I said yes to a jungle themed baby room. I said yes to stuffed monkey toys. I even said yes to a monkey-themed birthday party complete with a monkey-shaped birthday cake (even though I argued strongly for a worm-shaped one). But a monkey for a baby? I didn’t agree to that.
With all the primate-related gear in his room, it’s no wonder Worm feels that he is 100% baboon. He talks gibberish to his poly-stuffed brethren every day. They hang out in his room. (Get it? Hang out? Because monkeys ha…never mind.) In the mornings, he greets his hairy cousins with a secret opposable-thumbs handshake. Worm doesn’t yet understand why their tail is on the back and his is in the front. (Though he’ll figure it out after he wraps it around a tree and hangs from it.)
As most monkeys do, Worm does too. Hunched over, his knuckles and knees smack the floor at lightning speed. He can cover the house end to end in less than 10 seconds. Worm has recently passed the 14-month old mark and there’s hardly a desire for him to stand up, unless it’s to grab something up high (like a banana or swing from a drawer handle, which seems to come all too naturally). I’ve also witnessed him climb up the furniture with uncanny deftness. For a toddler that can barely balance on two feet, he defies gravity when attached to a vertical surface. He climbs on the crib, the coffee table, the high chair, the bookshelf, the bed, and the couch! Crawling-standing-walking-running has shifted to crawling-standing-climbing-swinging. And Worm has no problem with this evolutionary deviation.

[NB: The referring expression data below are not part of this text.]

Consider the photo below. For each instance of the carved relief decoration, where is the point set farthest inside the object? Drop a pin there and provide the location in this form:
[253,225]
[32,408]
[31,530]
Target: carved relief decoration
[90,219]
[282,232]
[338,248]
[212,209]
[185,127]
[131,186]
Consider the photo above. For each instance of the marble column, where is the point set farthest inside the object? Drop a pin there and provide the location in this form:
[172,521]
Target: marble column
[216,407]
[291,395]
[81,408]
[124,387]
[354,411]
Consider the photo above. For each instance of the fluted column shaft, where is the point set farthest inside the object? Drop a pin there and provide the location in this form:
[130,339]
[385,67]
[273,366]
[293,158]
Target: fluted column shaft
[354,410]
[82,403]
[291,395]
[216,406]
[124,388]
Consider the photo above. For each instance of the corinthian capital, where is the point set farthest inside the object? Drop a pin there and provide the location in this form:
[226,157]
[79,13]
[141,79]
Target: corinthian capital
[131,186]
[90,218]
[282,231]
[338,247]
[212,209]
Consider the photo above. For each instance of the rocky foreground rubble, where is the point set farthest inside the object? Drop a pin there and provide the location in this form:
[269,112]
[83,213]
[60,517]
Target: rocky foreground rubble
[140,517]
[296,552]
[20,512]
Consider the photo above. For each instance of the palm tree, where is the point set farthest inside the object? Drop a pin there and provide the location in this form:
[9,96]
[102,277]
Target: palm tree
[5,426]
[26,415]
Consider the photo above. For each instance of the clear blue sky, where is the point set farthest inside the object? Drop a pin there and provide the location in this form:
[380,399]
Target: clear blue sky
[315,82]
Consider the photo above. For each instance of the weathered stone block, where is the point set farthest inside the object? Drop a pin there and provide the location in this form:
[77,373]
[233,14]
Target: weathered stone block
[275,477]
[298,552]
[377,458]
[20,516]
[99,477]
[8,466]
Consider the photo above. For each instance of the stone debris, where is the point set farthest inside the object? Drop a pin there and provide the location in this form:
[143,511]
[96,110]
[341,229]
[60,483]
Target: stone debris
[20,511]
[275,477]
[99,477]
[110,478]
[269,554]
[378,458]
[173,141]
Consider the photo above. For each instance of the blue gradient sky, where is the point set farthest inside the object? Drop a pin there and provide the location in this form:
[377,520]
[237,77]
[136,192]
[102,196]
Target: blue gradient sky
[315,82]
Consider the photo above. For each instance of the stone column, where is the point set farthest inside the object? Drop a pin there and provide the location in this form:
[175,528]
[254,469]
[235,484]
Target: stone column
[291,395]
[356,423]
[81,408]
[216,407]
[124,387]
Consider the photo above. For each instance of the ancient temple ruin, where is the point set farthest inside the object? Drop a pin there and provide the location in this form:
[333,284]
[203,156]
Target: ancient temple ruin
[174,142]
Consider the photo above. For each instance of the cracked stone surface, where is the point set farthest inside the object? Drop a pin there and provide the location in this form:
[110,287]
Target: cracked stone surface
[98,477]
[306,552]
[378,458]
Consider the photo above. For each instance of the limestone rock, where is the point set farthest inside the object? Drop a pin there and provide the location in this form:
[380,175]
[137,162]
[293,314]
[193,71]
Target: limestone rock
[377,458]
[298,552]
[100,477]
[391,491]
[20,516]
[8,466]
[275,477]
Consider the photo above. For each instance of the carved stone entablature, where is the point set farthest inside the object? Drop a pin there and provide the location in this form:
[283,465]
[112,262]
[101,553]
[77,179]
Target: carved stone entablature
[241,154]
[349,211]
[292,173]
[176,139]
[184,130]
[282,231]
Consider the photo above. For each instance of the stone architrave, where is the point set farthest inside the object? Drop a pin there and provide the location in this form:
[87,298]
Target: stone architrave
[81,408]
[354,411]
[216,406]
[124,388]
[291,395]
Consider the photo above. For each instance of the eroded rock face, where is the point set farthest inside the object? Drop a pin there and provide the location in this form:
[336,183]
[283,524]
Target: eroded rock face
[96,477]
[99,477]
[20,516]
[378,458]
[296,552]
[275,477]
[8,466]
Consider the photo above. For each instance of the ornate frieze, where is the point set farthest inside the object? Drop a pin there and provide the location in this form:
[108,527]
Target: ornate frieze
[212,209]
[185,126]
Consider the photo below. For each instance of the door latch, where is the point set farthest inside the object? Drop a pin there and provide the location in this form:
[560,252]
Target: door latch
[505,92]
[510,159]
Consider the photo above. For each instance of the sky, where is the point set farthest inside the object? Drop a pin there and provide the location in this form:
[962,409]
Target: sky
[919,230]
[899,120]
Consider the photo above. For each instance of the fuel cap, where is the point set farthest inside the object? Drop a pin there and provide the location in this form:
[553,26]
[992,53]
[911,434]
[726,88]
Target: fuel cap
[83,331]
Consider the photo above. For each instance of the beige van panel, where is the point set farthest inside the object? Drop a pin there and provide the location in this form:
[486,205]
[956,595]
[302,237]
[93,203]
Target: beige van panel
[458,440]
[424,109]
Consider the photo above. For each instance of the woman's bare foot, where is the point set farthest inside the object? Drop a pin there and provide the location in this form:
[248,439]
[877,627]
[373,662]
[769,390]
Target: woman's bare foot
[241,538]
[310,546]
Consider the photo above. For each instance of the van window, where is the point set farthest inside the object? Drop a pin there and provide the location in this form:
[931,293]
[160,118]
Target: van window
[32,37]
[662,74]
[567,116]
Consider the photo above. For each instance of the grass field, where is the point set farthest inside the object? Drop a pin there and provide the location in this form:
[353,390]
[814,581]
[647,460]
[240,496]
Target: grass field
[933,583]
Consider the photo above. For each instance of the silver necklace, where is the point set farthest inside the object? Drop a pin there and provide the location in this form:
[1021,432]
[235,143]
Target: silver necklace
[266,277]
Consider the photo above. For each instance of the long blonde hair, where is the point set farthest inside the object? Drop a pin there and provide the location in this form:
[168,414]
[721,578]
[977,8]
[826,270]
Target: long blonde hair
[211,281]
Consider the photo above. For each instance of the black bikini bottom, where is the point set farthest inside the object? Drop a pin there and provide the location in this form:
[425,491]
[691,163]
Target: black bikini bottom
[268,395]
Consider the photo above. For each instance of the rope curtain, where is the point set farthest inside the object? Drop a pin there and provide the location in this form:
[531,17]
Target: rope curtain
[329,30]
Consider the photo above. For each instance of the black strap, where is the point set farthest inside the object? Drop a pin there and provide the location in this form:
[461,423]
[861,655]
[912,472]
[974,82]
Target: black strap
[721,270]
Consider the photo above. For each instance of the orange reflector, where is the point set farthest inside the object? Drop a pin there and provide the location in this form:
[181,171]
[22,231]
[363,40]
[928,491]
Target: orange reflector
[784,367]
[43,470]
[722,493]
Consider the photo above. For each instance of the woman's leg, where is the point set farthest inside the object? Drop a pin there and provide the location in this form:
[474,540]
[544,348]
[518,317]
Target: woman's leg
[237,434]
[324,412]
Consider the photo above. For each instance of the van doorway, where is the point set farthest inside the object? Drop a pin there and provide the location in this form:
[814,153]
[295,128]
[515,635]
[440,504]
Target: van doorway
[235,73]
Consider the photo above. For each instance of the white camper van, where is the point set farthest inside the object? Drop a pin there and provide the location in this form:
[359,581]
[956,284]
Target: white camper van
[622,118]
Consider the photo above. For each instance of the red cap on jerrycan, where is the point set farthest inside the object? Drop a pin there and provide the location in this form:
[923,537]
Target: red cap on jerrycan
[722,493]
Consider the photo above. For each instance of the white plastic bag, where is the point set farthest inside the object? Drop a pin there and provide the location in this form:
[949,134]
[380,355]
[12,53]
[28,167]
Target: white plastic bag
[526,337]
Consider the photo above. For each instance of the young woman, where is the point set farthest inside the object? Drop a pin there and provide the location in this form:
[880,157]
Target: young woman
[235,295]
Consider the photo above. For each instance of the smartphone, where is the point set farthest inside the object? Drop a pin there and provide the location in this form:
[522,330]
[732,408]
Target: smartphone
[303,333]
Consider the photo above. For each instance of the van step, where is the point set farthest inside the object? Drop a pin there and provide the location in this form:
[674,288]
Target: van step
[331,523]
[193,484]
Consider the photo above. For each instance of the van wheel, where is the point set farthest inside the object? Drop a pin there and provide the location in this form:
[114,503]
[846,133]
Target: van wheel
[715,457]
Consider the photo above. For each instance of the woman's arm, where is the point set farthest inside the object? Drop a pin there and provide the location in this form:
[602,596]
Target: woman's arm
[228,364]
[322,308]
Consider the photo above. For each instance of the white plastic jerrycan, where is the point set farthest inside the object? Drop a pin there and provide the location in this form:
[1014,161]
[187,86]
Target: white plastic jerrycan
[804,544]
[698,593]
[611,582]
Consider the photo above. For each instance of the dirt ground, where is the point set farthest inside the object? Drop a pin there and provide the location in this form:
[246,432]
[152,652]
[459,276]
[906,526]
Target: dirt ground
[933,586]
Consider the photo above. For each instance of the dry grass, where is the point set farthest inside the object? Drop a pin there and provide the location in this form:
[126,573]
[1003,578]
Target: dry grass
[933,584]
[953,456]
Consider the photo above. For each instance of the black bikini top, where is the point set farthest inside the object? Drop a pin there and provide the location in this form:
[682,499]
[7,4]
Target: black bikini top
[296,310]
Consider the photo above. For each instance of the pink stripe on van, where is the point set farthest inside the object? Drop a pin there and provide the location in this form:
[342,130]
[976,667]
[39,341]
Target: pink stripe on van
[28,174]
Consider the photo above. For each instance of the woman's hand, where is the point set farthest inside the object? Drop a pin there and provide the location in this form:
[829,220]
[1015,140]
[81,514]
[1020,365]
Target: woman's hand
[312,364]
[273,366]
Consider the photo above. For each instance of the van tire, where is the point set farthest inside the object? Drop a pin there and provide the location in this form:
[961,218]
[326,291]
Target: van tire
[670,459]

To give you an idea of Worm’s climbing prowess, we’ve placed a couch in front of him. (I would have let Worm climb a tree in the back yard, but then Steph would beat me senseless once she got home from work.)
5 Clues To Why Worm Could Be A Monkey:
- He squawks and screams to communicate. You have probably heard the short, ear-piercing shrieks and sound bursts that monkeys make. Worm’s cacophony of noises are identical! I can’t quite decipher and understand the many sounds because I’m not a primate, but once some prepubescent teenager creates the first monkey-english language app for the iPhone, he’ll be rich and I’ll be…well, kicking myself for giving away such a brilliant idea.
- He has interestingly placed body hair. The fuzz on his forehead, back, and ears was cute at first. But the fact that neither Steph nor I are hairy leads us to presume there is more ape than man in our son. The “Ah ha!” moment will come when Worm’s hairline grows into his eyebrows.
- He destroys objects in fits of rage. Monkeys are notorious for doing things like this. They just flip a mental switch and chaos ensues. Worm has that crazy button. Since this blog is PG, my publicist won’t allow the carnage to be shown. It’s bad for PR.
- He has a strange affection for Curious George. His eyes light up every time he sees George’s face on the TV. Worm even seems to understand George’s monkey sounds and gestures. Very strange indeed.
- He loves bananas! Every monkey goes bananas for bananas and Worm is no exception. You should see what happens when I put whipped cream on the bananas…
I want Worm to grow up into a functional, kind, and caring adult, even if he has to beat his chest and swing from trees to do it. There’s a little part of me that would love for him to grow up and be a man, just like his daddy. But the other part of me wants him to shoot for the stars and become ‘Ape-Man’ for the Greatest Show on Earth!
That’s so cool, capturing his moves. I hope by now you have grown some eyes behind your head ’cause you have to watch him all the time. My grandson is a handsome little devil….& so sweet!